You are planning to terminate an employee or you have an employee who is in the process of resigning – or has already resigned. The employee is not subject to a noncompete, or maybe there is some question about the enforceability of his noncompete. Can you bind the employee to a noncompete? In a word (well, two words), quite possibly.
Noncompetition agreements arising from an employment relationship but entered into as or after employment ends are enforceable just like any other noncompetition agreement. As such, they are subject to the same requirements as any other noncompete. But, what makes them a bit different is the extra focus on the fact that there must be an appropriate ancillary transaction of which they are a part. The ancillary transaction requirement can be satisfied by many different types of transactions, including (as is most often the case) a severance agreement.
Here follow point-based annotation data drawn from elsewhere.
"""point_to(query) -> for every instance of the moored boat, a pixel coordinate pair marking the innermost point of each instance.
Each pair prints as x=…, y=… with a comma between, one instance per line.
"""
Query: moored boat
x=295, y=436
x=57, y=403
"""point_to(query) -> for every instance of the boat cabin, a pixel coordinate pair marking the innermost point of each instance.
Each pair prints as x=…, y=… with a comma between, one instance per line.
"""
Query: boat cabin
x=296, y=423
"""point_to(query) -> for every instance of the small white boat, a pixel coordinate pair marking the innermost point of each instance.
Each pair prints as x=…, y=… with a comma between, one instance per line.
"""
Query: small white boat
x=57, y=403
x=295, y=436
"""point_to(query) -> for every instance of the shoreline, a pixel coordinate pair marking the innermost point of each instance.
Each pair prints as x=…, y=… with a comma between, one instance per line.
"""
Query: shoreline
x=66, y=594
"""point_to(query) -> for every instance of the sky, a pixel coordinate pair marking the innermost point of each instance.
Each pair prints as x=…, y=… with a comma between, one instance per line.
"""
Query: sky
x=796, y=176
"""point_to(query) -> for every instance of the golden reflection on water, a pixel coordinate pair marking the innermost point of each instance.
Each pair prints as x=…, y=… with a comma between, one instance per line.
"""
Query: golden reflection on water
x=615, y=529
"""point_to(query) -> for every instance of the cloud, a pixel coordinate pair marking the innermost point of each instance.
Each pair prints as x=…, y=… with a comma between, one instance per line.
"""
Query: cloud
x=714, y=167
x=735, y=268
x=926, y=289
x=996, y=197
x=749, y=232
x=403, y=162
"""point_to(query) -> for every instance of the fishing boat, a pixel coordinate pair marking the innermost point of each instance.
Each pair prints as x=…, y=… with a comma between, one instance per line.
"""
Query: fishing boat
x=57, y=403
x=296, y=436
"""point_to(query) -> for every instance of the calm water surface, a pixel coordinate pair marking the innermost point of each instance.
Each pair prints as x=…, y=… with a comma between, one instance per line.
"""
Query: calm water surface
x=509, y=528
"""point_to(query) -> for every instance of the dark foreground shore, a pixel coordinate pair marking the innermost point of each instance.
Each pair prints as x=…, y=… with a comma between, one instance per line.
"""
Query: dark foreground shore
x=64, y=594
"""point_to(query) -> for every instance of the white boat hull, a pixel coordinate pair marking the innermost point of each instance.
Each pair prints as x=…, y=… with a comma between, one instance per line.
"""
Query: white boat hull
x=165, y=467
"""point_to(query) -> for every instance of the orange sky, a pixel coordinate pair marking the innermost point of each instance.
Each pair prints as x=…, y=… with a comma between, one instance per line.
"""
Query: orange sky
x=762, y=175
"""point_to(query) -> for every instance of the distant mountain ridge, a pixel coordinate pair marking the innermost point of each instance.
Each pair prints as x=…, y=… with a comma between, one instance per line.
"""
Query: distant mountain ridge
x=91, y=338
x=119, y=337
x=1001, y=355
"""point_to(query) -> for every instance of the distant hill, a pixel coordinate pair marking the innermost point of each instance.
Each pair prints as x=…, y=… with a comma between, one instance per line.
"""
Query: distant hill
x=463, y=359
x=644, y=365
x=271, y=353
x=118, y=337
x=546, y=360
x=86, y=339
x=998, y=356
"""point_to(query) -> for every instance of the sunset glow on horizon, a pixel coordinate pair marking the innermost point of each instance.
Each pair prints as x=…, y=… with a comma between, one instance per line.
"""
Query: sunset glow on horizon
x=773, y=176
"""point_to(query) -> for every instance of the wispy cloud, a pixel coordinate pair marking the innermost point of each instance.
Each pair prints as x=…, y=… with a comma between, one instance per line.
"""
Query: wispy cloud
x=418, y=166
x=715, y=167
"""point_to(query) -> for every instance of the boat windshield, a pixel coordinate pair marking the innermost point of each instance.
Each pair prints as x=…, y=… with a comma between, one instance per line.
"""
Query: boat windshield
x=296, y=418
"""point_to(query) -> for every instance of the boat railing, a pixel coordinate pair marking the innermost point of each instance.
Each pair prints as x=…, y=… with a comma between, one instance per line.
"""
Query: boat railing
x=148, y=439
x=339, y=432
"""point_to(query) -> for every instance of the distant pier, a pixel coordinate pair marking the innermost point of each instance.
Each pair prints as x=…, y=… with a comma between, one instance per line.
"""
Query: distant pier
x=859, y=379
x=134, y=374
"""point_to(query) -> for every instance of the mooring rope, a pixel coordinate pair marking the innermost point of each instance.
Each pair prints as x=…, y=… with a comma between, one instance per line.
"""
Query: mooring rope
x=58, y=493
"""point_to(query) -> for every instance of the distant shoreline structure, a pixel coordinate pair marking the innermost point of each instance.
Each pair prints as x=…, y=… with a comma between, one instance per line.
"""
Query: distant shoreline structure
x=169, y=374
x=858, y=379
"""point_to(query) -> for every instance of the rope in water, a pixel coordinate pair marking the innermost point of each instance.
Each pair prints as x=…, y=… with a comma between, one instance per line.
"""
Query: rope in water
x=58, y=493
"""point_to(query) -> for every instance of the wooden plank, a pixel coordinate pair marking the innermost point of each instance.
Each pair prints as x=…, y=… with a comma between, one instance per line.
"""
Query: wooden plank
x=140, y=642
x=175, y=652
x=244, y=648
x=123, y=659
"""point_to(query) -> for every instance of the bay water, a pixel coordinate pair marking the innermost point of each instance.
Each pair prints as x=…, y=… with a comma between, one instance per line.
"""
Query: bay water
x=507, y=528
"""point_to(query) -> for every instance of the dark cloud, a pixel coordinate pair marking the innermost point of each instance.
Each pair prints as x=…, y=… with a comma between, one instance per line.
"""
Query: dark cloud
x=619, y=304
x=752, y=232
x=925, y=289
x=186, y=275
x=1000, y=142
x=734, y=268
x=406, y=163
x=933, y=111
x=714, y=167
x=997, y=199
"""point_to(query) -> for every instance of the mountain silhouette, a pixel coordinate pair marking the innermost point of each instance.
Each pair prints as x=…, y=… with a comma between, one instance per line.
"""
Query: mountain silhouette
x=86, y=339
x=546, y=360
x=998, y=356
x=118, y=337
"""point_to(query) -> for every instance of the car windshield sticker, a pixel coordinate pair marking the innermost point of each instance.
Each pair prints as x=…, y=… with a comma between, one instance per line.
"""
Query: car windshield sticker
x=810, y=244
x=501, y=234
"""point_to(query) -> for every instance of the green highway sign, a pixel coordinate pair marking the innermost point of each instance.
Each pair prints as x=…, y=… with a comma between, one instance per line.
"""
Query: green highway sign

For those looking for legal support, here are some citations (from my book): Marine Contractors Co. v. Hurley, 365 Mass. 280, 288 (1974) (“Marine’s interest in protecting its accrued good will from possible incursions by Hurley is not weakened by the fact that it negotiated the agreement not to compete at the end of Hurley’s employment rather than at some earlier time.”); Richmond Bros. v. Westinghouse Broad. Co., 357 Mass. 106, 110–11 (1970) (noncompetition agreement signed near conclusion of employment was deemed void not as result of its timing, but, rather, on other grounds); Novelty Bias Binding Co. v. Shevrin, 342 Mass. 714, 716–17 (1961) (settlement of embezzlement claim); Majilite Corp. v. Abbott, MICV2008-00222-L2 (Mass. Super. Ct. June 5, 2008) (settlement of breach of fiduciary duty and other claims).